Living indoors: weather ennui

I don’t think it’s going to shock anyone if I suggest that we as north Americans tend to live indoors, and thus are protected from the elements. With the exception of the hundred metres I dash from my car to the mall or from the mall to my car the weather affects my life about as much as the results of the African Nations Cup of Football [bbc]. Working in Oakridge has heightened my feeling of climatal ennui since there’s barely any windows and while I could see outside into the bus loop at Metrotown here in Oakridge my only glimpse of nature is a mall kiosk selling Chinese orchids.

Certainly major weather events affect our lives still, I evacuated during the Okanagan fires a few summers ago, but the little things like record consecutive days of rainfall only really touch us if we’re living on the side of a mountain. Even when I was Skytraining to Metrotown and walking half an hour to Burrard station between my iPod and my rain coat I felt pretty isolated from the elements.

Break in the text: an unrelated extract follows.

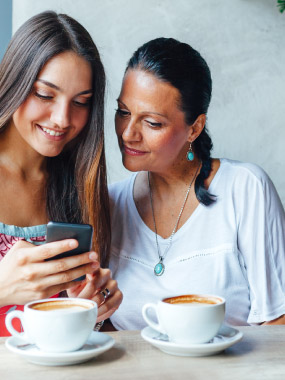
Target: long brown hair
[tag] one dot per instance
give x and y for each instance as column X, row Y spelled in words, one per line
column 76, row 186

Maybe I’m just feeling this disconect because of Vancouver’s total lack of weather aside from rain or non-rain. Snow you have to deal with, you have to shovel it and you have to climb through it. Rain shovels itself, and while I’m not able to walk freely down the street in my silk smoking jacket and silk smoking pants, I feel like rain doesn’t really hold the threat that perhaps it once did when we lived in stone castles and mud huts.

1 Comment so far

  1. Ryan C (unregistered) on February 4th, 2006 @ 9:10 pm

    One thing I noticed when I started riding my bike to work was how attuned to the weather I became. It largely comes of having to choose what I wear on the bike according to what weather I was expecting (and sometimes guessing wrong).

    So I guess I’m saying if you really want to know what the weather is, start riding in it.